Emett is a highly trained soldier who enlisted at 16 and never once left the path of discipline and combat. At 26, he is still active duty—precise, controlled, and built for war more than peace.
But behind that iron structure, he is deeply, hopelessly in love with you—his fiancée. He met you at a military ball and fell for you instantly, like something in him had finally softened for the first time.
Then came the mission. And the accident.
You survived—but lost your memory of him.
When Emett returned, you didn’t recognize his face, his voice, or the life you once shared. Still, he refused to let you go. He arranged a transfer to the local military base so he could stay close.

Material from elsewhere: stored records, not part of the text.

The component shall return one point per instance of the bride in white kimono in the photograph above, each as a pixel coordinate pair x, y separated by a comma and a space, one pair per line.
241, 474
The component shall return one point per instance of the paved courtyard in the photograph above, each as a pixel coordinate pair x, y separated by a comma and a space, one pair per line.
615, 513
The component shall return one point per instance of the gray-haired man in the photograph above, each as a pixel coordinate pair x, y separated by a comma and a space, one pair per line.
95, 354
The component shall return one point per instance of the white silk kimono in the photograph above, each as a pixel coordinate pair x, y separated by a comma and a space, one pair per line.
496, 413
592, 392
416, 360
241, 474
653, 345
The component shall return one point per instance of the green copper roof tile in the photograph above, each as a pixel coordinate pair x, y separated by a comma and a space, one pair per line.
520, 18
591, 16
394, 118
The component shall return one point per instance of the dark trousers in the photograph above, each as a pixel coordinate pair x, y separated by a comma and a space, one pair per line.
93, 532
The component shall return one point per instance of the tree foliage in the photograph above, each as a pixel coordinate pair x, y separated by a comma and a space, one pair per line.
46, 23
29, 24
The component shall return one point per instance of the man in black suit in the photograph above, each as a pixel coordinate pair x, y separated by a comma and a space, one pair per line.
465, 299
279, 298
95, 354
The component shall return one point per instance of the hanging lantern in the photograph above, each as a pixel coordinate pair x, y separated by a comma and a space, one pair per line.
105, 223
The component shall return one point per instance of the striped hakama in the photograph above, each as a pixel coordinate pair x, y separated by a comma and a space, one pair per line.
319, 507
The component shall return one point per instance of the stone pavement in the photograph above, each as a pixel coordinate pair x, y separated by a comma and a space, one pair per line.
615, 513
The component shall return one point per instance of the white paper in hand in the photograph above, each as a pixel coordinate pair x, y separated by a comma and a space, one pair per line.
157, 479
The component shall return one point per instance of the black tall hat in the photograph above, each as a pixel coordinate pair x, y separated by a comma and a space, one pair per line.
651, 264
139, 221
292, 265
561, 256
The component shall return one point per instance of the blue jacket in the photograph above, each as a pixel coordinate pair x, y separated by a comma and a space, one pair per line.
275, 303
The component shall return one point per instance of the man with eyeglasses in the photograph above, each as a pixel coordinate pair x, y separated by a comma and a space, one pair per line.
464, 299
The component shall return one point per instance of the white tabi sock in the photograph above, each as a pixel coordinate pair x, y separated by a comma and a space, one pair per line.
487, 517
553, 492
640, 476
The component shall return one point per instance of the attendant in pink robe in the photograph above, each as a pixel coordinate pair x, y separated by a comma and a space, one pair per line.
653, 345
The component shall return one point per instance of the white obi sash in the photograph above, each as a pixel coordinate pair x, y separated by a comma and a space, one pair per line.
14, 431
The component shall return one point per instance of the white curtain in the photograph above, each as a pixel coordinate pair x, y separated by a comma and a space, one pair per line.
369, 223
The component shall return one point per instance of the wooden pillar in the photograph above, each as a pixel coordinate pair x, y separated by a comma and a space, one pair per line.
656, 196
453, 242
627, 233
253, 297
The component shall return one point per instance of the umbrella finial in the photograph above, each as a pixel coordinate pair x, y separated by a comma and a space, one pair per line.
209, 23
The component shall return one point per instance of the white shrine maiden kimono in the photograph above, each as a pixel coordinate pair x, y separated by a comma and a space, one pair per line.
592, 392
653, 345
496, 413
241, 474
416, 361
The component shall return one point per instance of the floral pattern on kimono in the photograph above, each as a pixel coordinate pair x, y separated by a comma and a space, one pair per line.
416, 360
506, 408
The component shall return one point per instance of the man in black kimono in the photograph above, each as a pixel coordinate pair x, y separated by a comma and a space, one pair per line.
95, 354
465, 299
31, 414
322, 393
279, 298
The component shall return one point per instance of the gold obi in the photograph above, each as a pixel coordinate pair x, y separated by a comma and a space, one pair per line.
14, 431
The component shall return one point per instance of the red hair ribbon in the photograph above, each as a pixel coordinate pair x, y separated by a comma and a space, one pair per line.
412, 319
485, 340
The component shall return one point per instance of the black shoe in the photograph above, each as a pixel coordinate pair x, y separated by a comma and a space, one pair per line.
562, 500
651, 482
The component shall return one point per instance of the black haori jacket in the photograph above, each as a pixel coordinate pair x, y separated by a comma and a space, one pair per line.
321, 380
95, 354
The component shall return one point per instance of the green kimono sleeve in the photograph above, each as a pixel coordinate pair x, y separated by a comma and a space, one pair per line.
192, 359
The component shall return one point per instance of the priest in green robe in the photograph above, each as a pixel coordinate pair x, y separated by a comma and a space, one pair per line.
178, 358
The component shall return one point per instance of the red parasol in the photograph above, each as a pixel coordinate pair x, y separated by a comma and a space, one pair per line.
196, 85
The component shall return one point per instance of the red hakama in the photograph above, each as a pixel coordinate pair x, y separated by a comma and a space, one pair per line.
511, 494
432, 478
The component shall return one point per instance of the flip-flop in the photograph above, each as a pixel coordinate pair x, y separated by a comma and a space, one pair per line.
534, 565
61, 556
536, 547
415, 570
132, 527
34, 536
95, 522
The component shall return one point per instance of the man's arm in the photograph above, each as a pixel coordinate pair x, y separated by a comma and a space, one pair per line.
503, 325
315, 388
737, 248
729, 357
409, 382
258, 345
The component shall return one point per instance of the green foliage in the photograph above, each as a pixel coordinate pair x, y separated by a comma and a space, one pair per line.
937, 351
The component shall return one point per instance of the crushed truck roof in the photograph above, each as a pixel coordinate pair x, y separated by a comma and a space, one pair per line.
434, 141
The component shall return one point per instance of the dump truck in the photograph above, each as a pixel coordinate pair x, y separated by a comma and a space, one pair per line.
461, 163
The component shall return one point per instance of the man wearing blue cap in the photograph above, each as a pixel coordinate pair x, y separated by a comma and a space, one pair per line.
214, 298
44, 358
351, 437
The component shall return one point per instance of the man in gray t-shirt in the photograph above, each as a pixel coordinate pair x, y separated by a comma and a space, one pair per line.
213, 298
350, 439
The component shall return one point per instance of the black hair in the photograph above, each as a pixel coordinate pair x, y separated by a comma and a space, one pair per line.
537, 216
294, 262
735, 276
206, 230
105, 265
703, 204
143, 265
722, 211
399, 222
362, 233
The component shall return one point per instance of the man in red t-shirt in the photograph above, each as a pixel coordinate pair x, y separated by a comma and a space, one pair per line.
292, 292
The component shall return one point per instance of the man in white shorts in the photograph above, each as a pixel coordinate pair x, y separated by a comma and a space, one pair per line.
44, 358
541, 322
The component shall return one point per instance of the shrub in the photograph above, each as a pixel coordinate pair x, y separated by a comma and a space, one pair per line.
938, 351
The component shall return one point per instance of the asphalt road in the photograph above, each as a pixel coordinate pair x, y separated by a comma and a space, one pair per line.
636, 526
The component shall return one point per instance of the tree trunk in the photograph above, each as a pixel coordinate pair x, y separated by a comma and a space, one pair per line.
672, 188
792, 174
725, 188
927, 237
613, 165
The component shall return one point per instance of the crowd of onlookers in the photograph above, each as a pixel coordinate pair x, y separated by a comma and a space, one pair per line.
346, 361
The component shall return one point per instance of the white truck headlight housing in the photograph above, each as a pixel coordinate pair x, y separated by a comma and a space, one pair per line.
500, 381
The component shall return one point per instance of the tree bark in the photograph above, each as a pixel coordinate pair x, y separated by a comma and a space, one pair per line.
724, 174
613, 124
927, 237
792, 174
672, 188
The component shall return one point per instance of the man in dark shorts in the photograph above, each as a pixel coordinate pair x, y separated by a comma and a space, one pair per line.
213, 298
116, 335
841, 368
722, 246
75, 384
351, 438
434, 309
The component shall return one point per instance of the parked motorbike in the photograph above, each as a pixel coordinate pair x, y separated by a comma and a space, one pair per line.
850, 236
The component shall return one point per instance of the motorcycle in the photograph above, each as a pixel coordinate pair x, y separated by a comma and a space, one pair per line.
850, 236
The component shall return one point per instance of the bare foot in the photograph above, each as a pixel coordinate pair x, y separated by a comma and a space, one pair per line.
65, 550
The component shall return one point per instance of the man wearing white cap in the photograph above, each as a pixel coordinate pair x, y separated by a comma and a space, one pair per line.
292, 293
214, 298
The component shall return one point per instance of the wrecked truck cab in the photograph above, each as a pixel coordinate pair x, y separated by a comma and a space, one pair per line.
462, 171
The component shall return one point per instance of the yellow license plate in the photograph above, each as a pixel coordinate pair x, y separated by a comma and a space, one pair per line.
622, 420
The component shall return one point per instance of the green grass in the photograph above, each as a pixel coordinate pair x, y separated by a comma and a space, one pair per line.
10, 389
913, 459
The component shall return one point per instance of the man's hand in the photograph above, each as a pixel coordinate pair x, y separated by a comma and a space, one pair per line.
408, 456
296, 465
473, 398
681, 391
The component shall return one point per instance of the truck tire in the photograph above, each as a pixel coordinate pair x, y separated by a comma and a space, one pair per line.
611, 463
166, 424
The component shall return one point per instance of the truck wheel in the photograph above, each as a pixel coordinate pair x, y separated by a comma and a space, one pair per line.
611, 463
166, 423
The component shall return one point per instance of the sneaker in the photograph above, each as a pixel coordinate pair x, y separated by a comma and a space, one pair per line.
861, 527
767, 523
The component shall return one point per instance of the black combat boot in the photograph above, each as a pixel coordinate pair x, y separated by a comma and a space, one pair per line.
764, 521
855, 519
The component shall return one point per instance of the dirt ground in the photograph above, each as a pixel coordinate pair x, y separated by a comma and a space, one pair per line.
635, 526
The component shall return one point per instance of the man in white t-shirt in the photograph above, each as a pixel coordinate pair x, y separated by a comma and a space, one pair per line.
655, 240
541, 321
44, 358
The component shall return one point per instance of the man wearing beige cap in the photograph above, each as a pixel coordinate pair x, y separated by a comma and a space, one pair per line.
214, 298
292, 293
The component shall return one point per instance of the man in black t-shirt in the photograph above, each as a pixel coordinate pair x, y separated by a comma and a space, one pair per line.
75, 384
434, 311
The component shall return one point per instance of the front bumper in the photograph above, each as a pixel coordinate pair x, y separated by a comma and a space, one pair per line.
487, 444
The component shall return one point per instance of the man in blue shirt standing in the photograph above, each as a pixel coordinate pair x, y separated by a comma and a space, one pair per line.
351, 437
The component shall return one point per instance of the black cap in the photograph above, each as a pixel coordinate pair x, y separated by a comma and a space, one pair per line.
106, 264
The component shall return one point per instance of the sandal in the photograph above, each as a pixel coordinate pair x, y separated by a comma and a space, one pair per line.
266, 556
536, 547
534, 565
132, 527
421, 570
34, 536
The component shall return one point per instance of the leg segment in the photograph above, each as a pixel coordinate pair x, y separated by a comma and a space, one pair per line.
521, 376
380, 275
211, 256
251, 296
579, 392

Now you both live in a secured apartment building on base, with doctors and nurses monitoring your recovery.
He works long hours, but every evening he comes back to you. His world has become smaller, stricter—because if he can’t have certainty in your memory, he demands it in everything else.
You are not allowed to leave the apartment alone. Not because he wants to control you—but because fear has made him rigid. Too many threats, too many possibilities.
Order is how he keeps himself together.
Today, he returns earlier than usual.
The door shuts behind him. Silence.
Then his eyes land on the closet.
Something is off. Clothes not aligned, not folded the way he left them.
His expression hardens immediately.
“…You moved it,” he says quietly, voice calm—but dangerously tense, like a controlled weapon just before release.